When visa applications are submitted they process through the US Immigration system. The process depends upon the type of visa being sought. In situations in which applicants are seeking a K1 visa, K3 visa, CR1 visa, or IR1 visa the process is often routine, but many get through the entire process to find themselves confronted with a 221(g) refusal. AILA recently distributed an article dealing with this issue as it now has an impact upon those who utilize the Visa Waiver program and ESTA (the Electronic System for Travel Authorization) when traveling to the USA. To quote the publication’s section on 221(g) refusals:

“Section 221(g) of the INA provides for a temporary refusal when an otherwise qualified visa applicant is found to be lacking a specific document, or when a consular officer determines that additional security clearance is required. Consular officers beneficially use 221(g) as a way of affording applicants every opportunity to supplement their applications in order to address concerns – such as possible fraud – that arise at the visa interview. Once the deficiency is satisfied, or the concern resolved, 221(g) refusal is “overcome” and the visa may be issued.”

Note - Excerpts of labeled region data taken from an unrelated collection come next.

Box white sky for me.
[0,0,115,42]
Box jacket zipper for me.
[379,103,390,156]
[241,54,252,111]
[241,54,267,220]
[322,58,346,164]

221(g) denials can truly be a boon to both the Consular Officer and the Immigration attorney as it provides a clear indication of what needs to be presented in order to facilitate visa issuance. That being said, Consular Officers can re-issue 221(g) refusals, but this rarely occurs as many officers seem to make a point of ensuring that all other documents are compiled before issuing an initial 221(g).

Many people wish to know information regarding common reasons for 221(g) refusal. AILA provides a brief overview of the common reasons for this type of denial. To further quote the aforementioned publication:

“1. The applicant is asked to provide additional supporting documents, such as proof of local employment;
2. The applicant is employed in a field listed on the Technology Alert List (TAL) and the consular officer requests a Visas Mantis Security Advisory Opinion (“SAO”). (This is one of the most common scenarios in which applicants in India, China and elsewhere are told their applications require “administrative processing.”)
3. The consular officer requests an Advisory Opinion from the Visa Office on the applicability of one of the statutory grounds of inadmissibility.
4. There are no empty visa pages in the applicant’s passport, or the application photograph does not meet quality standards.
5. The applicant’s petition approval is not yet listed in PIMS.”

In many cases, 221(g) refusals are routine and they usually do not have a detrimental impact upon travelers to the USA. However, in recent months it has been announced that the Customs and Border Protection (CBP) Service treats 221g refusals as denials when posing the question “have you ever been denied a visa to the USA” on the ESTA registration form. It would appear that the ESTA system “red flags” those who have been “denied” a prior visa and asks that some of these applicants receive an actual visa (in most cases a US tourist visa) before traveling to the USA which could cause delays to those wishing to enter the country.

Currently, the Kingdom of Thailand does not participate in the American Visa Waiver Program so this issue with CBP will have little impact for Thai nationals traveling to the United States. However, people in Thailand who hold the nationality of a country which participates in the Visa Waiver Program may be effected by this new regulation if they are presented with a 221(G) denial by a Consular Officer at the US Embassy in Bangkok.